The grant would pay for construction of the first phase of the Red Line, a 37-mile route from Westfield to Greenwood, in which electric buses would run in dedicated lanes, the Indianapolis Star reported.
The initial leg of the Red Line is 13.6 miles long and would cost an estimated $96.3 million. IndyGo, which would operate the Red Line, would provide $21 million in local matching funds for the line’s first phase, while the next two phases of the line also would require future federal funding.
The grant request, which was outlined Tuesday in the $98 billion federal transportation budget, reflects the federal government’s confidence that the system would work, said Mike Terry, president and chief executive officer of IndyGo.
“This funding decision is a testament to the quality and importance of the Red Line project,” Terry said.
The Red Line is part of a larger transit effort, called Indy Connect, which calls for four high-speed bus routes at an estimated cost of $800 million. It will need taxpayer support in Marion, Johnson and Hamilton counties if it’s to expand.
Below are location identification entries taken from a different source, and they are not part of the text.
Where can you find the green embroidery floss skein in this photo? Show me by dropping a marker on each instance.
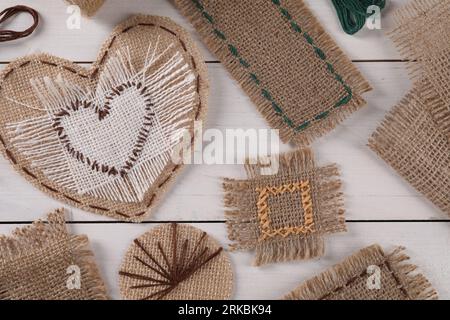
(353, 13)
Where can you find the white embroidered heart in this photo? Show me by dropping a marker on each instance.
(105, 137)
(118, 139)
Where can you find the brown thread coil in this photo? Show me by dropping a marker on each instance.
(10, 35)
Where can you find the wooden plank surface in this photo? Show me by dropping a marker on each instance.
(381, 207)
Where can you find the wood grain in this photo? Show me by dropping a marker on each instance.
(381, 207)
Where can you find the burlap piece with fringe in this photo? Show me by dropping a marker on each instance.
(349, 279)
(88, 7)
(410, 142)
(285, 216)
(34, 263)
(422, 34)
(176, 262)
(289, 66)
(102, 138)
(414, 137)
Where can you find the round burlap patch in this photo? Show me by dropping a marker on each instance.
(176, 262)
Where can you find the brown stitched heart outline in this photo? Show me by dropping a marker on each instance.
(126, 211)
(104, 112)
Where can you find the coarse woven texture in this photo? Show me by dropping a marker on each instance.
(284, 216)
(88, 7)
(349, 279)
(422, 34)
(103, 139)
(176, 262)
(290, 67)
(411, 144)
(35, 263)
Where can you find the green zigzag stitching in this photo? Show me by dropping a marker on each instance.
(264, 92)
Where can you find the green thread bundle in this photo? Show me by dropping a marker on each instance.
(353, 13)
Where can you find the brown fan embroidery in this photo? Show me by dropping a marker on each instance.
(166, 270)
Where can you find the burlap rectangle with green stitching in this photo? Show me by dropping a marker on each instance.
(290, 67)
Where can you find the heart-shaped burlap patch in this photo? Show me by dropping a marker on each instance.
(102, 139)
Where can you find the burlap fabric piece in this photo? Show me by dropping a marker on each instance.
(284, 216)
(35, 262)
(88, 7)
(289, 66)
(422, 34)
(411, 144)
(176, 262)
(102, 138)
(353, 279)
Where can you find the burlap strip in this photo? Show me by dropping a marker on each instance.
(369, 274)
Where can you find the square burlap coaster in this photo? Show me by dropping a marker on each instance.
(286, 215)
(294, 72)
(369, 274)
(44, 262)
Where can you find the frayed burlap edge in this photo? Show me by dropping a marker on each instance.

“It is not going to be easy,” said Anna Gremling, executive director of the Indianapolis Metropolitan Planning Organization. “It is going to take a lot of educating the public. This will be the first rapid bust transit project in the state.”
The Indy Chamber wants the referendum to be placed on the Marion County ballot in the November general election, Gremling said.
For more than a decade, local transportation officials have been working on a comprehensive mass transit plan for central Indiana, which at times included proposals for rail and light rail.
“I can’t see any other moments that will more directly affect the evolution of our city,” Michael McKillip, executive director of Midtown Indianapolis Inc., an organization that promotes economic development on the north side, said Tuesday as advocates hailed the grant as a critical step in making over the region’s mass transit system. “The Red Line will provide access to jobs, hospitals and groceries.”